Leaders in the nitrite field are meeting May 11 -13, 2011 at Emory Conference Center in Atlanta. One of the lead organizers is David Lefer, PhD, professor of surgery at Emory University School of Medicine and director of the Cardiothoracic Research Laboratory. Lefer discusses the beneficial effects of nitrite in the video below. More information about the meeting is available here.

Scientists think supplying a pulse of nitrite can reduce injury to heart tissue coming from the interruption of blood flow. Several clinical trials are now investigating nitrite as a therapy for conditions such as heart attack, ruptured aneurysm, sickle cell pain crisis and cardiac arrest.

Nitrite acts as the body’s reserve for nitric oxide, which turns on chemical pathways that relax blood vessels. Delivering nitric oxide directly into the body is expensive and hard to control. Unlike nitric oxide, whose lifetime in the body is a few seconds, nitrite is stable and stored in the body’s tissues and can be delivered in a variety of ways. It is converted into nitric oxide under conditions when the body needs it: lack of blood or oxygen. In addition, sodium nitrite has been used as part of a cyanide antidote kit. This means that safety data on large doses of nitrite in critically ill people is available.

In a 2005 paper published in the Journal of Clinical Investigation, Lefer and colleagues showed that nitrite can reduce damage to the hearts of mice after a simulated heart attack. More recently, assistant professor John Calvert and Lefer have shown that internally generated and stored nitrite is an important way that exercise protects the heart from a heart attack.

Some blood pressure studies underway in Europe have participants consume large amounts of beet juice as their source of nitrate, which is then converted to nitrite in the body.

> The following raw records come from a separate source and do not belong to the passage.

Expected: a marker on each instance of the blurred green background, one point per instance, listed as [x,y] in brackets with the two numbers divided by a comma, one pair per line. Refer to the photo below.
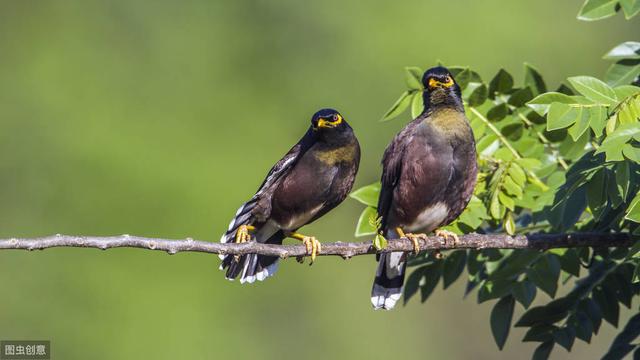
[160,118]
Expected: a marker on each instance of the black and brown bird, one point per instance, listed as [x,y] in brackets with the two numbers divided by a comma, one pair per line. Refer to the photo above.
[429,173]
[315,176]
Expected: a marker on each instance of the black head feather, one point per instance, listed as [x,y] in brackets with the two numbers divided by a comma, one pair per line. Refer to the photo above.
[441,89]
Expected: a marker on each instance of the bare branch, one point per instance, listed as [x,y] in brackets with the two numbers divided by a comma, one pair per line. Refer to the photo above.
[345,250]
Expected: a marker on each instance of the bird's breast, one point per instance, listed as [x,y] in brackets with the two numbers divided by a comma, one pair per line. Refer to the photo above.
[341,154]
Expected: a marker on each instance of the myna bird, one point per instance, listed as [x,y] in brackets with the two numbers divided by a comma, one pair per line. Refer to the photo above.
[429,173]
[315,176]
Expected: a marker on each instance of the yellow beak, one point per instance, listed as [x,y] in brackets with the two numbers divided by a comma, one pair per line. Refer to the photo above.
[435,83]
[323,123]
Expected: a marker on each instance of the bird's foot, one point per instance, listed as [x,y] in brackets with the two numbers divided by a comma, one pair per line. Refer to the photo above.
[415,238]
[244,233]
[314,247]
[446,234]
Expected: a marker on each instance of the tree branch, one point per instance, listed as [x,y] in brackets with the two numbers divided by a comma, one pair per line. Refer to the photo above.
[345,250]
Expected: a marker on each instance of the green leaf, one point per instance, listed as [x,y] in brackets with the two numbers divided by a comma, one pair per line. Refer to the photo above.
[509,224]
[614,142]
[565,337]
[541,103]
[364,226]
[545,274]
[622,178]
[633,211]
[632,153]
[582,124]
[540,333]
[524,292]
[518,176]
[379,242]
[399,106]
[583,326]
[594,89]
[497,112]
[453,266]
[520,97]
[624,91]
[570,262]
[478,96]
[597,9]
[598,119]
[413,76]
[562,115]
[506,201]
[590,308]
[543,351]
[501,317]
[547,314]
[368,195]
[630,8]
[432,274]
[622,72]
[501,83]
[626,50]
[417,105]
[608,304]
[533,79]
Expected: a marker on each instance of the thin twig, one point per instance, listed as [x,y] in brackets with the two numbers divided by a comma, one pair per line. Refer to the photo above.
[345,250]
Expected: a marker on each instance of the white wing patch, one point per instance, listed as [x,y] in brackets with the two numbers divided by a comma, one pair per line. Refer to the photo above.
[429,218]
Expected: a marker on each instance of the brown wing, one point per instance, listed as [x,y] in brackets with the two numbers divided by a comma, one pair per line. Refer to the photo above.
[258,208]
[392,167]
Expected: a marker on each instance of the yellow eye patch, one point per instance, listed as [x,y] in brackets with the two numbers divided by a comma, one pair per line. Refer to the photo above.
[330,123]
[435,83]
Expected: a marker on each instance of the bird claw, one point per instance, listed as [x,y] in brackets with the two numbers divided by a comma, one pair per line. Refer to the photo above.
[445,234]
[243,234]
[415,238]
[313,247]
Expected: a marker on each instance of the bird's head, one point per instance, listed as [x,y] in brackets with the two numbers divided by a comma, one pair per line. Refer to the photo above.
[440,88]
[328,121]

A wave of public concern about nitrite and its relative nitrate in the 1970s focused on their presence in cured meats and their ability to form nitrosamines, which can be carcinogenic. Subsequent investigation showed that actually, most of the nitrite and nitrate in the average adult’s diet come from vegetables such as broccoli and spinach, and that antioxidants such as vitamin C can prevent nitrosamine formation.

Nathan Bryan, a speaker at the conference from UT-Houston, was featured in a recent television news story about herbal supplements designed to boost nitrite in the body.